The women who I know support Trump are more against Biden and the Democrats and what they want to do, than they support Trump. They voted for Obama (obviously some did or Obama wouldn’t have been president), but rather than look at why people who voted for Obama in the past are now voting for Trump, the democrats will just say they’re crazy, or cultist, or far right or something.  Intersectional politics, academia and the attack on women and free speech maybe. We aren’t allowed to talk about most of it.


----------



## MilleD (Feb 15, 2016)

Elles said:


> The women who I know support Trump are more against Biden and the Democrats and what they want to do, than they support Trump. They voted for Obama (obviously some did or Obama wouldn't have been president), but rather than look at why people who voted for Obama in the past are now voting for Trump, the democrats will just say they're crazy, or cultist, or far right or something.  Intersectional politics, academia and the attack on women and free speech maybe. We aren't allowed to talk about most of it.


It does feel suspiciously similar to the reason Boris won our last election.

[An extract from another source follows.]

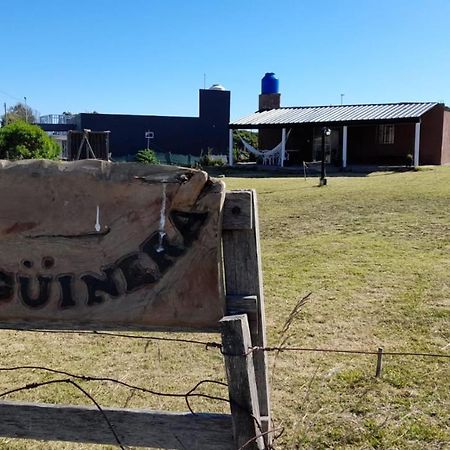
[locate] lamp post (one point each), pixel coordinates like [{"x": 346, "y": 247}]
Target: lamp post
[{"x": 325, "y": 132}]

Labour swinging too far left alienates those who in the past would have voted more centre left, and so they decide to vote Green or similar and the Conservatives get in.


----------



## O2.0 (May 23, 2018)

I remember a time when you could disagree with someone about politics and have a conversation about it. 
Now if someone votes differently than you, they're the enemy. Not very democratic at all.


----------



## Magyarmum (Apr 27, 2015)




----------



## kimthecat (Aug 11, 2009)

They ( the BBC news ) were showing film clips of past candidates who lost and how dignified they were , McCain , Pres Bush and Mrs Clinton . asking people not to boo at the next President etc and to support them.


----------



## Boxerluver30 (Jun 14, 2017)

O2.0 said:


> I remember a time when you could disagree with someone about politics and have a conversation about it.
> Now if someone votes differently than you, they're the enemy. Not very democratic at all.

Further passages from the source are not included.